«Transcendentalism» and «Transformism»
Kantian Inheritances in the Evolutionary Biology of Yesterday and Today
DOI:
https://doi.org/10.6093/2284-0184/10685Keywords:
Kant, Transcendentalism, Evolutionism, Epigenetics, Evo-Devo BiologyAbstract
The first two sections of this paper document the fact that Kant disseminated cautious but clear references to the then emerging question of the fixity or modifiability of species throughout his written production, taking a stand, albeit oscillations and ambiguities that recent studies have highlighted (Wilson 2005; Zammito 2012; Gambarotto, Nahas 2022), in favor of the idea of a common origin of all the living beings and of the hypothesis of the animal origin of man. The third paragraph suggests some reflections on the tension between the transcendental and the historical-genealogical approach that runs through the Kantian anthropological writings.

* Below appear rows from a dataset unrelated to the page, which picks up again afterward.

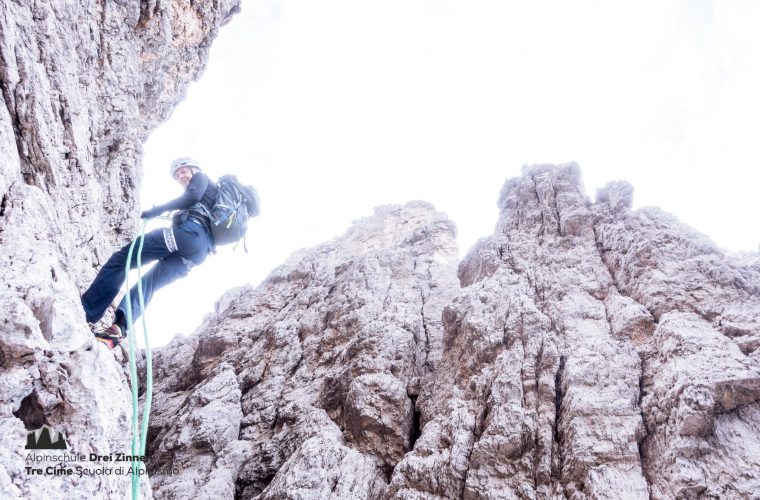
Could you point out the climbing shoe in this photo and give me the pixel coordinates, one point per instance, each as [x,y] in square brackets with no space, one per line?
[111,336]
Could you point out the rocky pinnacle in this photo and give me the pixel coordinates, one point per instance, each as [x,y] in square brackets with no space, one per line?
[584,350]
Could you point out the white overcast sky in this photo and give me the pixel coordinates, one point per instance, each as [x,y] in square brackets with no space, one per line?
[331,108]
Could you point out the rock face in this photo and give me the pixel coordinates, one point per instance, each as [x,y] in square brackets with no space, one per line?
[83,82]
[585,351]
[306,386]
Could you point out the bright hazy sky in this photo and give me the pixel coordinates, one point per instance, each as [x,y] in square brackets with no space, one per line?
[331,108]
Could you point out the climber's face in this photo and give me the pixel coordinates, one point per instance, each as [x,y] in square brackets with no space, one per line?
[183,176]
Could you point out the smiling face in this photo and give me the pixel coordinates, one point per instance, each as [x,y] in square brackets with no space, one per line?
[183,176]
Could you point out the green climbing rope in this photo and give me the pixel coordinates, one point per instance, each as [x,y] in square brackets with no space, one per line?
[138,440]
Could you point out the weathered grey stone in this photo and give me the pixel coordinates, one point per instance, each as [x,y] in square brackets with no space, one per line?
[82,84]
[584,350]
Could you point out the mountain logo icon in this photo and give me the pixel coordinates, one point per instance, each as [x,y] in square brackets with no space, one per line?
[45,438]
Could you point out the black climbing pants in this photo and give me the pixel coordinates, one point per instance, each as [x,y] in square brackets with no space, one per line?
[177,250]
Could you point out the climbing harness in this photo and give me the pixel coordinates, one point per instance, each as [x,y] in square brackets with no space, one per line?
[138,442]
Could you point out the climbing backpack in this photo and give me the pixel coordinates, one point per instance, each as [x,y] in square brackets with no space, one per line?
[235,203]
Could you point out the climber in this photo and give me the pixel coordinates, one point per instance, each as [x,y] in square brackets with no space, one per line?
[178,249]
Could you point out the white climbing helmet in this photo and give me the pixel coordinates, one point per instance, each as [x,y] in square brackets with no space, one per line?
[183,162]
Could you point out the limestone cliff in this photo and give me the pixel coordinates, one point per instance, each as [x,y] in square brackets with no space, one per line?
[83,83]
[584,350]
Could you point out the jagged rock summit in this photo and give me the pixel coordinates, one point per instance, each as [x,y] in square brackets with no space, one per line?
[584,350]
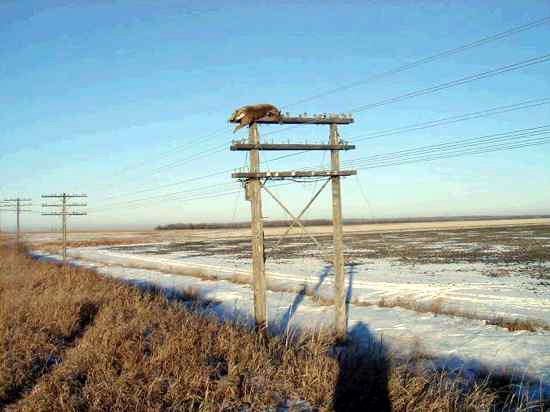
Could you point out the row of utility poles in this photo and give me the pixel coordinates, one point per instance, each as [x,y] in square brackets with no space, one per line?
[20,205]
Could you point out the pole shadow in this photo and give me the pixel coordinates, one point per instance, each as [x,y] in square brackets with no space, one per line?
[362,383]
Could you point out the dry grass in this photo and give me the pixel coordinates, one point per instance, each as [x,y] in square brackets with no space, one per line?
[73,340]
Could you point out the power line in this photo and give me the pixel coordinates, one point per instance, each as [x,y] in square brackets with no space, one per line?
[383,133]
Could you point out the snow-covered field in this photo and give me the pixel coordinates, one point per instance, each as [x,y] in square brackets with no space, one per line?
[483,273]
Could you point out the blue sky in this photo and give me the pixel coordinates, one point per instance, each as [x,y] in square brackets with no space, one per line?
[98,96]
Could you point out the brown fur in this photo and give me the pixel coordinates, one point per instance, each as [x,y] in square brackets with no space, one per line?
[247,115]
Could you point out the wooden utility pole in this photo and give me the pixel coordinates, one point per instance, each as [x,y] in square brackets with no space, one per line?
[258,254]
[255,180]
[19,203]
[64,213]
[338,238]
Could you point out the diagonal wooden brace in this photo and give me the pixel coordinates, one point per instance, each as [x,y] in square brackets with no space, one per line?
[296,220]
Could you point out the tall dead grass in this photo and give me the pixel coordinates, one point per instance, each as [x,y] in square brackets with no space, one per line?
[73,340]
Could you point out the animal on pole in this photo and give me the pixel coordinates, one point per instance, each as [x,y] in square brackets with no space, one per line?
[64,213]
[258,252]
[269,114]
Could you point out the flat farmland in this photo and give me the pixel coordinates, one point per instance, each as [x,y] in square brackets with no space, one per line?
[469,294]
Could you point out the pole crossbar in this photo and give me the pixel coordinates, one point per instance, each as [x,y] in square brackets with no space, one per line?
[18,203]
[255,180]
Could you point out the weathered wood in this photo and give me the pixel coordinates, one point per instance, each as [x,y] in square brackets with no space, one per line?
[294,173]
[64,213]
[341,317]
[320,119]
[283,146]
[258,254]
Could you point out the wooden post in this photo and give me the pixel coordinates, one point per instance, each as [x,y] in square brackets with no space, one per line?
[18,236]
[258,256]
[339,283]
[64,224]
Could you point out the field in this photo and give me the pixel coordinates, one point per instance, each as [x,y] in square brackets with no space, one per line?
[472,297]
[75,340]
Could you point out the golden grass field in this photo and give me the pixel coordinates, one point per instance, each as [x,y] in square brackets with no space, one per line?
[76,341]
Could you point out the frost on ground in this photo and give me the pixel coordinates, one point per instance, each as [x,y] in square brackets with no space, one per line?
[492,273]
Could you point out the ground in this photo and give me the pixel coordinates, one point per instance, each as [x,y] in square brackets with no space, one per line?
[468,295]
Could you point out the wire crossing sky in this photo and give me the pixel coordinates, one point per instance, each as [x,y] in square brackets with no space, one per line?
[128,101]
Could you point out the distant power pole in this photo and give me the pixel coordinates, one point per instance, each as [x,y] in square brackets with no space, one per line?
[19,203]
[64,213]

According to the first the way the basic forms of human knowledge are organized is totally independent of human experience, prehistory and history. For the second, however, these forms have evolved precisely through the confrontation of human groups with the difficulties and opportunities that their living environments presented. This tension, which does not seem to find full theoretical reconciliation in Kant’s writings, gave rise, in the following centuries, to numerous attempts to make the connection between natural history and forms of knowledge comprehensible, through a historical-genealogical reinterpretation of the Kantian theoretical apriorism and methodological finalism. The last three paragraphs briefly reconstruct some developments of three Kantian issues in the evolutionary biology of the twentieth century and in the contemporary evo-devo biology: a. the question: how to rethink the Kantian distinction between a priori and a posteriori in physiological and genealogical, historical-cultural and biographical terms, after the discovery of genetic and epigenetic inheritance? b. the question of the «regulatory» use of the Kantian teleological model in evolutionary biology; c. the question of the functions that the Kantian concept of the organism as both an organized and a self-organizing being» can perform in the current evo-devo biology.